Ich sehe darum auch Replay nicht als Risiko, sondern als Chance. Gerade die Schweizer Privatsender haben ja auch in den letzten 11 Jahren seit Inkrafttreten des damals neuen RTVG gezielt erweiterte Werbeformen aufgebaut, etwa Produktplatzierungen oder Werbeflächen, die direkt in die Sendung eingebaut werden. Diese gelockerten Regelungen betrafen vor allem private Schweizer Anbieter – und heute sehen wir in der Werbestatistik auch, dass sie es sind, die überproportional Werbeeinahmen gewinnen.

Dann könnte also Replay den TV-Markt sogar stimulieren?

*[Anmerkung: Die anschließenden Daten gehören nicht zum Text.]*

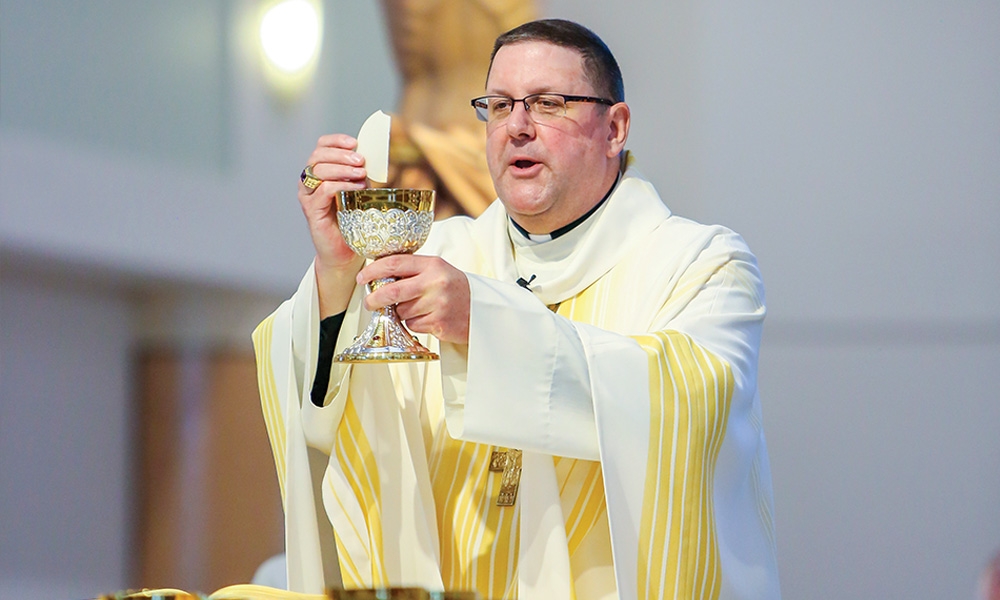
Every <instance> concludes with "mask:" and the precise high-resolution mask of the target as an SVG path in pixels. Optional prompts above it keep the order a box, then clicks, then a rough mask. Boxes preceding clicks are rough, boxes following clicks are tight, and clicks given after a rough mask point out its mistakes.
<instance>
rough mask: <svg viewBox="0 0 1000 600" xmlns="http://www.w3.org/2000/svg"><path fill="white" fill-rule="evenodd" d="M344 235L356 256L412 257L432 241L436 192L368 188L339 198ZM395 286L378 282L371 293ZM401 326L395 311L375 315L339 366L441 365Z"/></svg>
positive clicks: (337, 210)
mask: <svg viewBox="0 0 1000 600" xmlns="http://www.w3.org/2000/svg"><path fill="white" fill-rule="evenodd" d="M337 222H338V224H339V225H340V233H341V235H343V236H344V241H346V242H347V245H349V246H350V247H351V248H352V249H353V250H354V251H355V252H356V253H358V254H360V255H361V256H364V257H365V258H368V259H371V260H375V259H378V258H382V257H384V256H389V255H391V254H412V253H414V252H416V251H417V249H418V248H420V246H422V245H423V244H424V242H425V241H427V235H428V234H429V233H430V231H431V223H433V222H434V190H414V189H398V188H366V189H363V190H345V191H342V192H340V193H339V194H338V195H337ZM393 281H396V278H394V277H389V278H385V279H376V280H375V281H372V282H371V283H370V284H369V292H371V291H374V290H377V289H378V288H380V287H381V286H383V285H385V284H387V283H390V282H393ZM437 358H438V355H437V354H435V353H433V352H431V351H430V350H428V349H427V348H425V347H424V346H423V344H421V343H420V342H419V341H417V338H416V337H414V336H413V334H412V333H410V332H409V330H407V329H406V327H405V326H404V325H403V323H402V321H400V320H399V316H398V315H397V314H396V307H395V305H390V306H385V307H382V308H380V309H378V310H376V311H374V312H373V313H372V317H371V320H370V321H369V322H368V325H367V327H365V330H364V331H363V332H362V333H361V335H359V336H358V337H357V338H355V339H354V343H353V344H351V345H350V346H348V347H347V348H345V349H344V351H343V352H341V353H340V354H338V355H337V356H335V357H333V360H334V362H342V363H363V362H404V361H415V360H437Z"/></svg>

Das tut es schon, wie wir gerade mit Blick auf die steigenden Werbeeinnahmen in der Schweiz feststellen. Und es schlägt sich auch in der Quote nieder, da hierzulande ja die Nutzung bis 7 Tage nach der Ausstrahlung aufsummiert wird seit einigen Jahren. Replay ist darum ein Zukunftsmodell, das es dem Fernsehen ermöglicht, ohne Medienbruch beides zu tun – weiterhin linear auszustrahlen und gleichzeitig non-linear verfügbar zu sein. Ohne investieren zu müssen, ohne eine Zweitmarke aufzubauen, ohne sich an einen internationalen Videogiganten zu binden. Genau das schätzt auch der Zuschauer, der sich inzwischen daran gewöhnt hat – und dem Fernsehen in der Schweiz darum weiterhin eine bevorzugte Stellung einräumt. Hätte er diesen Komfort nicht mehr, wird dies eine Kettenreaktion auslösen: Die Zuschauer verabschieden sich, gerade Schweizer Sender werden geschwächt und am Ende gewinnen grosse internationale Content Anbieter. Denn die Zeit liess sich bei der Mediennutzung noch nie zurückdrehen. Die Zuschauer werden einen Rückschritt nicht akzeptieren und ihre eigenen Konsequenzen daraus ziehen.

Und dann kommt noch etwas anderes dazu: Mit Replay hat sich der Zuschauer daran gewöhnt, nicht mehr einfach nur zu zappen. Er interagiert mit dem Bildschirm und das macht es möglich, auf diesem auch interaktive Werbeformen anzubieten. Auch dafür haben wir die notwendigen Technologien in den letzten Jahren eingeführt, ein Beispiel ist der Teletext-Nachfolger HbbTV oder die Schaffung eines Schweizer TV-App-Stores. Wenn das Fernsehen in diesen Bereichen die Chancen nutzt, dann können sie nicht nur ein ganz neues Erlebnis schaffen – sondern sich auch ganz neue Möglichkeiten für Zusatzeinnahmen erschliessen.

Zur Person

Dirk Wierzbitzki, 53, leitet seit 2016 den Geschäftsbereich Products & Marketing bei Swisscom. Seit 2016 ist er Mitglied der Konzernleitung.